Public health agencies carry out their mission by standard health data surveillance methods, which usually includes aggregate data hospital reporting and similar methods. They’ve been doing this for decades, and it results in a single agency having a pulse, if you will, on the health of the nation. Such efforts protect us from something like the bird flu, if it ever spread within a human population in this country.

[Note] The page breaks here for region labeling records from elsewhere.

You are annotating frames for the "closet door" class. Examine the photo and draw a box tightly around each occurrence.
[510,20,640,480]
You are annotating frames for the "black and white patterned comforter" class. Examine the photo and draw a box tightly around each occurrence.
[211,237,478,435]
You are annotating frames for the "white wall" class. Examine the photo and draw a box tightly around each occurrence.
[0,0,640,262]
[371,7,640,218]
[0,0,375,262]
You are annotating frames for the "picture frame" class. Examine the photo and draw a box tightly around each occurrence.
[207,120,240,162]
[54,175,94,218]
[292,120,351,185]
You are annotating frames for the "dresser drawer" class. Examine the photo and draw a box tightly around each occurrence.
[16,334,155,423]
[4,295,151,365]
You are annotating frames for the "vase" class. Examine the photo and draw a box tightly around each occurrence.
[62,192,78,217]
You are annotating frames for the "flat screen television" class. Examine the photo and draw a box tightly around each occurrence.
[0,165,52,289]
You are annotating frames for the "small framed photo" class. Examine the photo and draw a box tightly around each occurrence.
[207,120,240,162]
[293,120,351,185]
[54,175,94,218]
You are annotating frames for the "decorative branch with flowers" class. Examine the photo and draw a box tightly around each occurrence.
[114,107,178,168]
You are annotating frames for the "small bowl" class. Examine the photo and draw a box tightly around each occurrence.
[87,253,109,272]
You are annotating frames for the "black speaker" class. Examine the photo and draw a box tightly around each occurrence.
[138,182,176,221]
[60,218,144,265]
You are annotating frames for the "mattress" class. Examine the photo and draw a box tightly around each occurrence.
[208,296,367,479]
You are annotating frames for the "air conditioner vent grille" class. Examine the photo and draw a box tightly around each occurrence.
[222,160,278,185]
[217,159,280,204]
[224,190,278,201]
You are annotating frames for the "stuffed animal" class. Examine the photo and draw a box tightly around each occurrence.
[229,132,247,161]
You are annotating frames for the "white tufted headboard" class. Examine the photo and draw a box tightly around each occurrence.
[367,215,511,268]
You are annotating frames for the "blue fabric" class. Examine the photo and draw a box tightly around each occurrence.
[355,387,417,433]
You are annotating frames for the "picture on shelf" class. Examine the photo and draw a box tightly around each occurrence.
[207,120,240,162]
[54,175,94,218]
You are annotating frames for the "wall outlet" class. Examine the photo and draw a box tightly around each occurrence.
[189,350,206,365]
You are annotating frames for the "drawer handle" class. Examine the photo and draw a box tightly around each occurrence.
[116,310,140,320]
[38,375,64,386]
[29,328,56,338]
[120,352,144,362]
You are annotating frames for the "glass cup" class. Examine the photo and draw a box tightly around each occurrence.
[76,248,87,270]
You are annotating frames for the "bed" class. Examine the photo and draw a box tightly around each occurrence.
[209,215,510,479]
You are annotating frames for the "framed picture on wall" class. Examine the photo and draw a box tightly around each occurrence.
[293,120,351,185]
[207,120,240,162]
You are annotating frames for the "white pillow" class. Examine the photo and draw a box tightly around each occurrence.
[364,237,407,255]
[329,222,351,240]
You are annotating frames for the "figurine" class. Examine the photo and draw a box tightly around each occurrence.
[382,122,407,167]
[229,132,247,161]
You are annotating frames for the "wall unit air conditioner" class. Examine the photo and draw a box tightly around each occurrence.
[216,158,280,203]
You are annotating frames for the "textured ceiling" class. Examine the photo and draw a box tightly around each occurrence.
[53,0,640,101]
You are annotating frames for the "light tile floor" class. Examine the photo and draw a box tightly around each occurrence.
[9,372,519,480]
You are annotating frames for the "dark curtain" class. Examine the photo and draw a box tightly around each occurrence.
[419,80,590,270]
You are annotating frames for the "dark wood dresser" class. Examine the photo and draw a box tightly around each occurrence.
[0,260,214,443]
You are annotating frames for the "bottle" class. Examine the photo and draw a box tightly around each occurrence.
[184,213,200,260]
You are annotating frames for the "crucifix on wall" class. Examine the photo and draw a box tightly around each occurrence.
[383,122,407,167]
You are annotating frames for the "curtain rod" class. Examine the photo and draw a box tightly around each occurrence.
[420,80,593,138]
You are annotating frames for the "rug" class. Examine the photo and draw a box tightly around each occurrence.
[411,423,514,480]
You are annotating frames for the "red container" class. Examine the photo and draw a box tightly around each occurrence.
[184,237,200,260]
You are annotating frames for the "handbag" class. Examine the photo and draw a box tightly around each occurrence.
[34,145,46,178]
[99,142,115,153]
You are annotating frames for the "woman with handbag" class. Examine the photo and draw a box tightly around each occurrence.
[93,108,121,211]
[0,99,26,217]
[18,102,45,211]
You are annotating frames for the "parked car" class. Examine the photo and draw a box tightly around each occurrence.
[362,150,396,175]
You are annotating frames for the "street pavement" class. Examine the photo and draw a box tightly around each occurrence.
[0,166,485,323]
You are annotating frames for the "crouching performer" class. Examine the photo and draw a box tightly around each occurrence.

The problem is that this data, collected by the Centers for Disease Control and Prevention (CDC), often relies on “old school” collection procedures and is therefore often delayed by weeks before the data becomes something we can actually make decisions upon (“actionable”). What if there was a way for technology to help streamline this process?

Google to the rescue.

Earlier this week, Google’s non profit arm described a partnership between itself and the Centers for Disease Control and Prevention (CDC) to use Google search data to create an early-warning flu system called Flu Trends. The How Does This Work link provides a wonderful illustration of why this can be a powerful tool to help the health — the public health — of our nation. Using ordinary people’s search queries into flu symptoms and treatments, Google shows how it can predict a flu outbreak up to 2 weeks before the CDC’s own data shows the outbreak.

This kind of tool, which uses aggregated data so no personal information is ever a part of the analysis, is a prime example of the benefits of using technology to solve a simple data problem — getting data to provide us not just information, but more importantly, actionable knowledge. Such knowledge allows government officials to potentially make fast and more informed decisions about helping to prevent outbreak of the flu (for now), and perhaps in the future, future diseases or viruses.